As with transitioning toward a continuous production model, redesigning the fleet around what the United States can build requires sustained political commitment. A blue ribbon panel like the Commission on the Future of the Navy would be well-equipped to provide this sort of road-map, but Congress should be ready to make greater use of multi-year procurement appropriations to add enough industry certainty to invest toward meeting such a goal.
Conclusion
The U.S. Navy’s procurement, design, and construction problems are arguably more numerous than at any point in the past fifty years. On the service’s 250th anniversary, ensuring that the Navy can achieve its own plans to expand its force, and if need be, replace its losses, is crucial for its future ability to deter. Large investments in the maritime industrial base in an environment of business-as-usual naval procurement incentives will not result in the higher shipbuilding rates the Navy needs unless these institutional hurdles can be surmounted.
First, shipbuilders will not risk investing in expanded production capacity unless Congress offers them far greater certainty about future procurement rates. Instead of constantly changing precise battle force targets, the Navy should focus on a consistent demand signal for the maritime industrial base by adopting a continuous production model.
Second, the Navy needs to adopt best practices widespread in other industries to ensure that it can design and construct new ship classes on time and on budget. Optimizing ship designs for rapid, efficient construction and maintenance reduces labor costs and keeps the future in mind. More fundamentally, avoiding the short-sighted temptation to build ships before their designs are finished will save far more time and money on balance.

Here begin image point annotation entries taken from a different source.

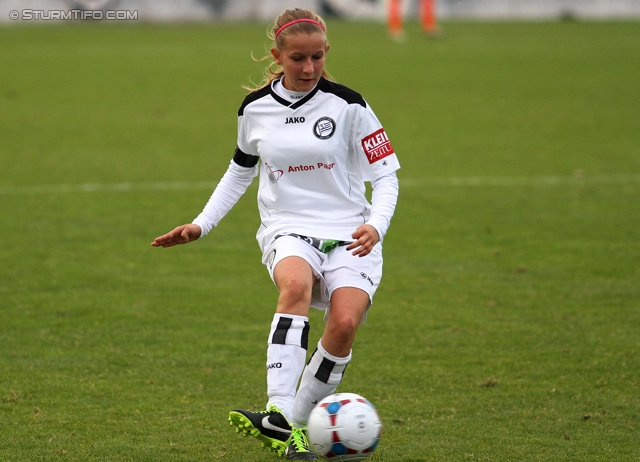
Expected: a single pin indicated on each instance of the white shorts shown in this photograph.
(333, 270)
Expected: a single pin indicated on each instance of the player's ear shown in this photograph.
(276, 56)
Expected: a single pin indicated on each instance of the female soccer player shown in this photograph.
(314, 143)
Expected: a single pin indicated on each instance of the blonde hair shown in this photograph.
(274, 71)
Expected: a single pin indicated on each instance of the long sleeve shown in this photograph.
(232, 186)
(383, 202)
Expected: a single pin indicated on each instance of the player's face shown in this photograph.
(302, 60)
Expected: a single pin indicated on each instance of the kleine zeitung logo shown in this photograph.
(377, 146)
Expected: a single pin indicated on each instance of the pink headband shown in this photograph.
(297, 21)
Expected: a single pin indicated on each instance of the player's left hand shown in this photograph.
(366, 238)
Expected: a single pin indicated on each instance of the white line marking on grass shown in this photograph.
(404, 183)
(522, 180)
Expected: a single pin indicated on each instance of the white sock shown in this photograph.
(286, 355)
(320, 379)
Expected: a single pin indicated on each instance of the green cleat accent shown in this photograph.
(299, 448)
(269, 427)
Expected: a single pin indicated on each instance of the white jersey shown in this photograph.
(314, 155)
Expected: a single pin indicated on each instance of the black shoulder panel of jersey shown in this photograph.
(346, 93)
(244, 160)
(254, 96)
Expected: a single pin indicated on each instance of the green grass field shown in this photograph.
(507, 326)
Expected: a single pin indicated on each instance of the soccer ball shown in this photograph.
(344, 426)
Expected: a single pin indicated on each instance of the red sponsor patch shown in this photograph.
(377, 146)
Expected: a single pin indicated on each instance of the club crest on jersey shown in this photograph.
(377, 146)
(273, 175)
(324, 128)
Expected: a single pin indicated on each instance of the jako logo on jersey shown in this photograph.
(364, 276)
(273, 175)
(294, 120)
(324, 128)
(377, 146)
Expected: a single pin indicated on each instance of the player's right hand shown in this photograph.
(180, 235)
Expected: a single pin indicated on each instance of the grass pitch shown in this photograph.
(506, 326)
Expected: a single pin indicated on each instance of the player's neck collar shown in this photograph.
(283, 96)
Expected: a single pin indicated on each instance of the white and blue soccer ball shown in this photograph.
(344, 427)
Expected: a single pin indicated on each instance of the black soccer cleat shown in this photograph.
(298, 448)
(270, 427)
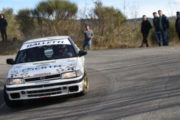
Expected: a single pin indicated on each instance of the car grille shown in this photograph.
(45, 92)
(50, 77)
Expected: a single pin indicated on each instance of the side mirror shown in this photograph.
(82, 53)
(10, 61)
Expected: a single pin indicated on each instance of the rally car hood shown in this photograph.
(43, 68)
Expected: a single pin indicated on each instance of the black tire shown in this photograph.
(10, 103)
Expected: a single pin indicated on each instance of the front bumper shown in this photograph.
(45, 89)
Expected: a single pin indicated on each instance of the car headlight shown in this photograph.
(13, 81)
(73, 74)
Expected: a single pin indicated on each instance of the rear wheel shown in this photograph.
(10, 103)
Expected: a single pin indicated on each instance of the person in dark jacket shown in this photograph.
(177, 24)
(3, 26)
(145, 28)
(88, 36)
(157, 28)
(164, 25)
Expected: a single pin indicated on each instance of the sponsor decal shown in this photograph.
(42, 74)
(25, 73)
(43, 43)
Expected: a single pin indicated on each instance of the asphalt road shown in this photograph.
(127, 84)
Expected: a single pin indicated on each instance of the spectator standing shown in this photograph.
(88, 35)
(157, 28)
(3, 26)
(145, 28)
(177, 24)
(164, 25)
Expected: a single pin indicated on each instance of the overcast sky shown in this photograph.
(132, 8)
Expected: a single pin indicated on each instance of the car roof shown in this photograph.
(54, 40)
(47, 38)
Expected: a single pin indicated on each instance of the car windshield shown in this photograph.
(45, 53)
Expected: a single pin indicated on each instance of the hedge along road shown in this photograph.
(127, 84)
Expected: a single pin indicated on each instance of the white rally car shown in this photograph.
(46, 67)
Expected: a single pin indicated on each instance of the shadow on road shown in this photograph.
(125, 102)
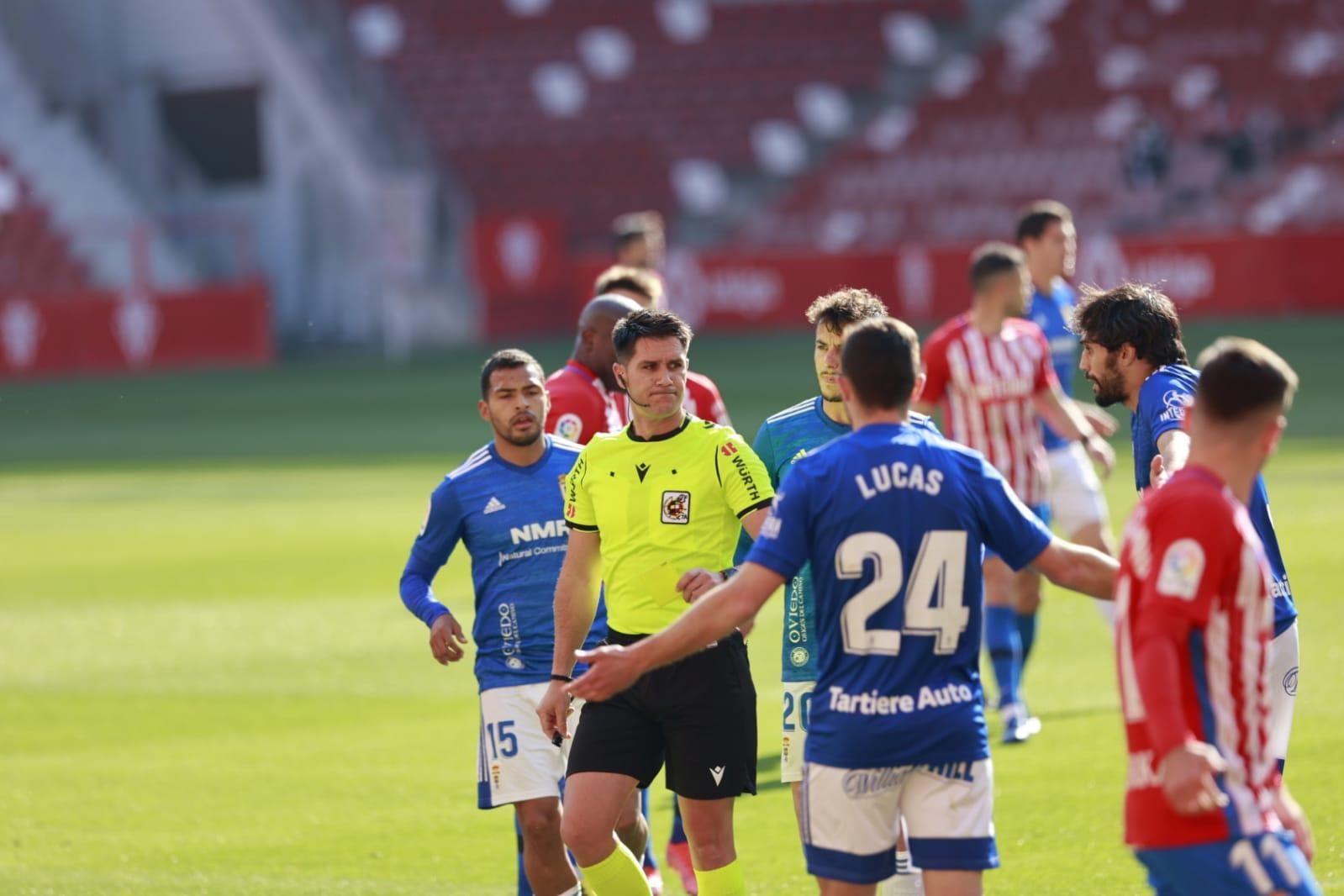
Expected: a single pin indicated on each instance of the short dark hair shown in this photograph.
(648, 324)
(992, 260)
(844, 307)
(635, 224)
(1039, 215)
(628, 280)
(507, 359)
(881, 359)
(1241, 377)
(1135, 314)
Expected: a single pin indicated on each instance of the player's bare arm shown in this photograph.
(576, 604)
(446, 640)
(724, 609)
(1065, 417)
(1173, 453)
(1078, 568)
(698, 582)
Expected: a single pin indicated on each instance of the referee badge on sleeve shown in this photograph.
(677, 508)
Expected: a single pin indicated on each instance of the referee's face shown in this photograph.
(655, 377)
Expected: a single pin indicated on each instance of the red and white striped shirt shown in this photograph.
(1193, 577)
(987, 384)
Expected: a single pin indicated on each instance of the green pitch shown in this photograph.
(208, 685)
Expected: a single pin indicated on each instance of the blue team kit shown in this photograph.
(1162, 408)
(781, 441)
(895, 509)
(511, 519)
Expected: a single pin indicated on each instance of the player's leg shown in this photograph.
(593, 802)
(616, 748)
(547, 867)
(1078, 508)
(949, 810)
(1283, 692)
(519, 765)
(711, 736)
(1003, 642)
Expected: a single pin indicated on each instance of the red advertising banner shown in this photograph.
(1206, 277)
(100, 332)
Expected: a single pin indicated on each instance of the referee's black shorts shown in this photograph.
(698, 715)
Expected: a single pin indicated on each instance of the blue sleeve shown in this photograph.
(1009, 527)
(764, 446)
(784, 547)
(430, 551)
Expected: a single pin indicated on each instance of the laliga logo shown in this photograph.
(20, 328)
(519, 245)
(1186, 277)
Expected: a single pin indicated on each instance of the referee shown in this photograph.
(655, 512)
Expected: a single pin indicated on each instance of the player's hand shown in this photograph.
(1099, 451)
(612, 669)
(1101, 421)
(1187, 775)
(1157, 473)
(446, 640)
(1294, 820)
(697, 582)
(554, 711)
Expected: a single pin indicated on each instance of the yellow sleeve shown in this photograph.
(746, 482)
(578, 503)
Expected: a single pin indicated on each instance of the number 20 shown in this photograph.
(935, 595)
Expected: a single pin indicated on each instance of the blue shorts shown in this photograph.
(1042, 512)
(1263, 864)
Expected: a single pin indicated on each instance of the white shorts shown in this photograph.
(515, 761)
(798, 702)
(1075, 496)
(1283, 691)
(851, 819)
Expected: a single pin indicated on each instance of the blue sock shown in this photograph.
(1025, 635)
(677, 830)
(1004, 651)
(650, 859)
(523, 888)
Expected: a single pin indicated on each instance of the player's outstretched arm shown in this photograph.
(1065, 417)
(717, 614)
(1078, 568)
(576, 604)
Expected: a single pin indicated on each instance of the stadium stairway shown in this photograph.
(85, 200)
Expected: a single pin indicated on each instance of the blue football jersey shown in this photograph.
(780, 442)
(1051, 312)
(893, 520)
(513, 521)
(1162, 408)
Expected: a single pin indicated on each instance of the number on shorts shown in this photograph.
(804, 709)
(507, 739)
(935, 598)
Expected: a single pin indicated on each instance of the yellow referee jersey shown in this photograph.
(663, 505)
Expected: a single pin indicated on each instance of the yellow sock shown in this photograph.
(722, 882)
(617, 875)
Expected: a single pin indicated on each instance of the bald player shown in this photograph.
(583, 393)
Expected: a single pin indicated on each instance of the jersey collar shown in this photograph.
(686, 422)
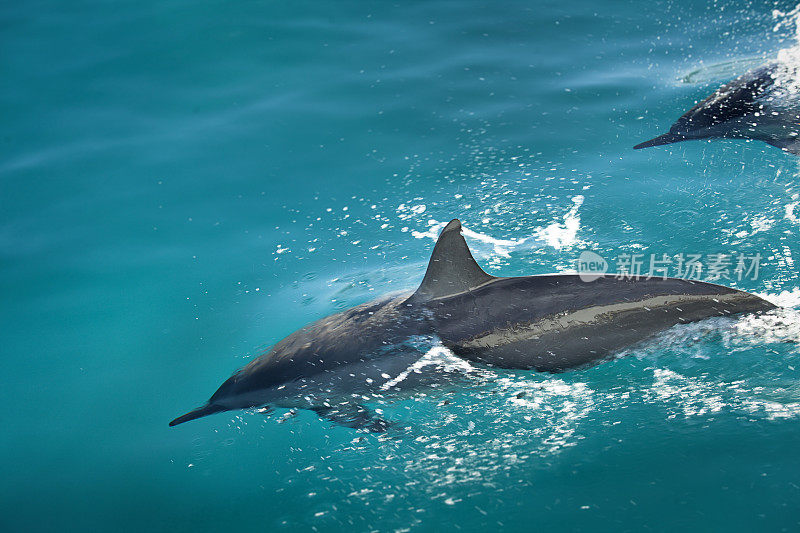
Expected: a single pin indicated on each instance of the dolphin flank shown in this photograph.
(763, 104)
(548, 323)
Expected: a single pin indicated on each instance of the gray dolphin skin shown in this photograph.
(763, 104)
(547, 323)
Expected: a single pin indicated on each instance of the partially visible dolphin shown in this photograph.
(762, 104)
(548, 323)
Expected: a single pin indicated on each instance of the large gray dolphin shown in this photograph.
(548, 323)
(762, 104)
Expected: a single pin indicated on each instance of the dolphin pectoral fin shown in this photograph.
(787, 145)
(667, 138)
(353, 415)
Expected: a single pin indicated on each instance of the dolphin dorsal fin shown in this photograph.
(452, 269)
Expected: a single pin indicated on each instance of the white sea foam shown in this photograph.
(558, 234)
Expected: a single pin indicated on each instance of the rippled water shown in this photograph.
(183, 184)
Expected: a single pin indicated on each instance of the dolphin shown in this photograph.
(551, 323)
(762, 104)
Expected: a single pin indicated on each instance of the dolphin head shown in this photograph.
(740, 109)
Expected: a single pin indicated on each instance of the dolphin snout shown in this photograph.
(667, 138)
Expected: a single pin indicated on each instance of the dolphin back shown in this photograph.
(559, 322)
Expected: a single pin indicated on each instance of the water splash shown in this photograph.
(558, 234)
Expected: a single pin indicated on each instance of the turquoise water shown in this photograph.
(184, 183)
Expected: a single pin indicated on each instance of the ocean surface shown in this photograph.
(182, 184)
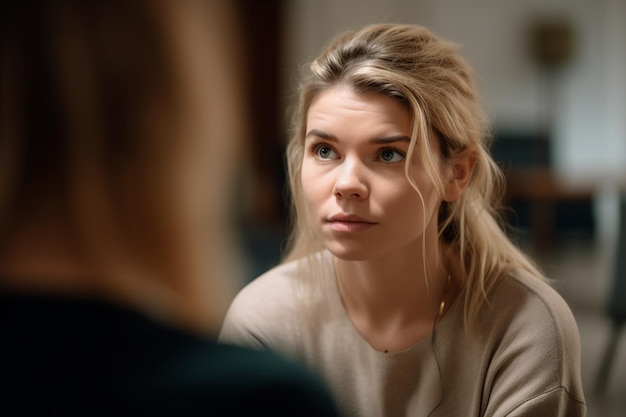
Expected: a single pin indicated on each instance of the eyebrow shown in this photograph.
(375, 141)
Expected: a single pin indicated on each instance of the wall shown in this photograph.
(588, 116)
(590, 93)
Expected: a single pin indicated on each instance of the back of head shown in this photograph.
(117, 119)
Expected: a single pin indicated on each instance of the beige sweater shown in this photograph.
(523, 359)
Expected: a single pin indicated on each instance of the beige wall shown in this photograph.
(589, 123)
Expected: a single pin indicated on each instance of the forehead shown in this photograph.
(345, 110)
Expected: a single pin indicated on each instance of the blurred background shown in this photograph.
(553, 78)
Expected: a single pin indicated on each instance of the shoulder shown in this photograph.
(240, 381)
(533, 344)
(532, 303)
(263, 308)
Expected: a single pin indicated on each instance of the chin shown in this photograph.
(352, 252)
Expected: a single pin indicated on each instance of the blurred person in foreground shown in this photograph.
(400, 286)
(119, 131)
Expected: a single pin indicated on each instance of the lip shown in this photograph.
(349, 223)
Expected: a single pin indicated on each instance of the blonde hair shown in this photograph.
(104, 104)
(412, 65)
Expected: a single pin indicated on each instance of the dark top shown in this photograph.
(63, 355)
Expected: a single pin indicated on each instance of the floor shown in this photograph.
(582, 273)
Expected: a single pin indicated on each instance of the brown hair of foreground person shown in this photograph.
(120, 124)
(108, 184)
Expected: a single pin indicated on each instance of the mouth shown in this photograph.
(349, 223)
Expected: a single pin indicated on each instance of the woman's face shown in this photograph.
(359, 200)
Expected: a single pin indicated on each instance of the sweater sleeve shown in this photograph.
(534, 355)
(264, 314)
(555, 403)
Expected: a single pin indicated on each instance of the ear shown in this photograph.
(459, 172)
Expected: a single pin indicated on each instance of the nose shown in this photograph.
(350, 182)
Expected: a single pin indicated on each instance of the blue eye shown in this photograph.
(324, 152)
(391, 155)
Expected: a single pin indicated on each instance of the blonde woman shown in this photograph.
(400, 288)
(118, 122)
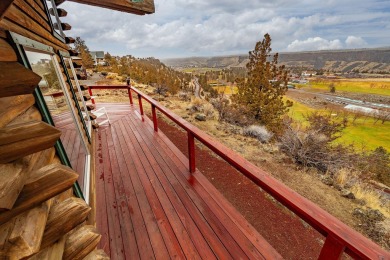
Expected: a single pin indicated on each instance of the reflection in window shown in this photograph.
(55, 20)
(58, 100)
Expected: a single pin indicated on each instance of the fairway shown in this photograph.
(363, 133)
(365, 86)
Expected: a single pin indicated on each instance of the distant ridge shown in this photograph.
(367, 60)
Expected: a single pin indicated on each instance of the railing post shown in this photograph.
(191, 152)
(90, 93)
(332, 249)
(130, 96)
(141, 110)
(154, 118)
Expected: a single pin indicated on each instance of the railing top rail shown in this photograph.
(356, 244)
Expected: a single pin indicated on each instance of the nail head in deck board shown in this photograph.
(15, 79)
(63, 218)
(23, 139)
(144, 7)
(82, 241)
(42, 185)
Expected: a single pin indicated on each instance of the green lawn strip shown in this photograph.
(349, 86)
(363, 133)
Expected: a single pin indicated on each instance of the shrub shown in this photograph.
(186, 96)
(208, 110)
(258, 132)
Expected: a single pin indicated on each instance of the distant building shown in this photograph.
(98, 57)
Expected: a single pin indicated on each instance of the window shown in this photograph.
(56, 106)
(55, 21)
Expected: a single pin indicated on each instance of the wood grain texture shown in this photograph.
(31, 12)
(27, 138)
(63, 218)
(4, 5)
(15, 79)
(54, 252)
(12, 107)
(26, 236)
(7, 53)
(32, 114)
(81, 242)
(43, 184)
(48, 39)
(12, 179)
(98, 254)
(144, 7)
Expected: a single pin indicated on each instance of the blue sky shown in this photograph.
(184, 28)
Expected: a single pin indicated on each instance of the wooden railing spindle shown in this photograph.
(130, 96)
(332, 249)
(191, 151)
(141, 110)
(90, 93)
(154, 114)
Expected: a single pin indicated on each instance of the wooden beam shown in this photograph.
(16, 79)
(140, 8)
(12, 179)
(55, 251)
(23, 139)
(81, 242)
(4, 5)
(12, 107)
(63, 218)
(7, 53)
(97, 254)
(26, 236)
(64, 26)
(73, 52)
(43, 184)
(69, 40)
(58, 2)
(60, 12)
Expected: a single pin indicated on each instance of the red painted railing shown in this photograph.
(339, 237)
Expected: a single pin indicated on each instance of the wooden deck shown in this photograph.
(149, 206)
(71, 141)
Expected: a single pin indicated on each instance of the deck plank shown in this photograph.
(170, 181)
(101, 210)
(116, 252)
(156, 193)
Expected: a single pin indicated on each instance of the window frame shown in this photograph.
(19, 43)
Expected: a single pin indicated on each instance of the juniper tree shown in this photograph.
(262, 93)
(84, 53)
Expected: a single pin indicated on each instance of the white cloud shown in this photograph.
(316, 43)
(204, 27)
(355, 42)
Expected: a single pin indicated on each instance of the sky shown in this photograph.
(189, 28)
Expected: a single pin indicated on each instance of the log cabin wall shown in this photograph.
(39, 215)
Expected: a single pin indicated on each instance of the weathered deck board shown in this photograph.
(150, 206)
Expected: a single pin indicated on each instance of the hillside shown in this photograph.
(358, 60)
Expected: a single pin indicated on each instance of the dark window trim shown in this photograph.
(61, 35)
(18, 41)
(63, 55)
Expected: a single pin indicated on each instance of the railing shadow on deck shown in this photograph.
(340, 238)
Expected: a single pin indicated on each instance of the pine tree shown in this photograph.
(84, 53)
(262, 93)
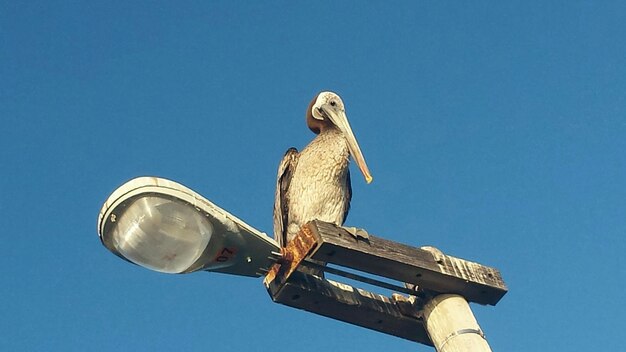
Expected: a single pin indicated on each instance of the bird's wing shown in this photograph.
(348, 196)
(285, 170)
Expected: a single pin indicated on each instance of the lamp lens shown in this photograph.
(161, 234)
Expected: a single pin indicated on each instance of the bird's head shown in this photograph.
(327, 110)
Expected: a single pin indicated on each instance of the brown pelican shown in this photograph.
(314, 184)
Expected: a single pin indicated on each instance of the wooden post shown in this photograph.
(451, 325)
(445, 321)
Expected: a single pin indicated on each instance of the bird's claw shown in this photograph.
(357, 233)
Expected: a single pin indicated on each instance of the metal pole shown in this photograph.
(452, 327)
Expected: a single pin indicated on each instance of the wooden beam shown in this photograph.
(426, 267)
(434, 272)
(452, 327)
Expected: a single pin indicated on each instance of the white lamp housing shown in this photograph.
(165, 226)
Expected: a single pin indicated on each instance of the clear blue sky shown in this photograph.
(496, 132)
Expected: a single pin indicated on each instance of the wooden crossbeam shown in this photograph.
(434, 273)
(426, 267)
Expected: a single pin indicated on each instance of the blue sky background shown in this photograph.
(494, 131)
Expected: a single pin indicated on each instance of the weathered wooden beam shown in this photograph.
(426, 267)
(434, 272)
(349, 304)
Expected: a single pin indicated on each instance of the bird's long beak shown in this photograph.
(339, 118)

Finally, the Navy should rebalance its fleet to incorporate greater proportions of smaller and auxiliary ships that are faster and less expensive to produce and are capable of being built in commercial shipyards. Optimizing U.S. fleet composition and doctrine for what the United States can reliably produce will put the Navy on a more sustainable long-term footing to grow and have the capacity to replace losses.
For these options to be a possibility, Congressional action to support the Navy’s course correction is essential. Legislators should extend the deadline of the Commission on the Future of the Navy and increase their tolerance of multi-year procurement contracts, keeping the end-goals of consistent demand signals toward a long-term plan front-of-mind. Changing the American shipbuilding industry’s incentives will, in turn, change the scope of the goals available to the Navy in its next 250 years.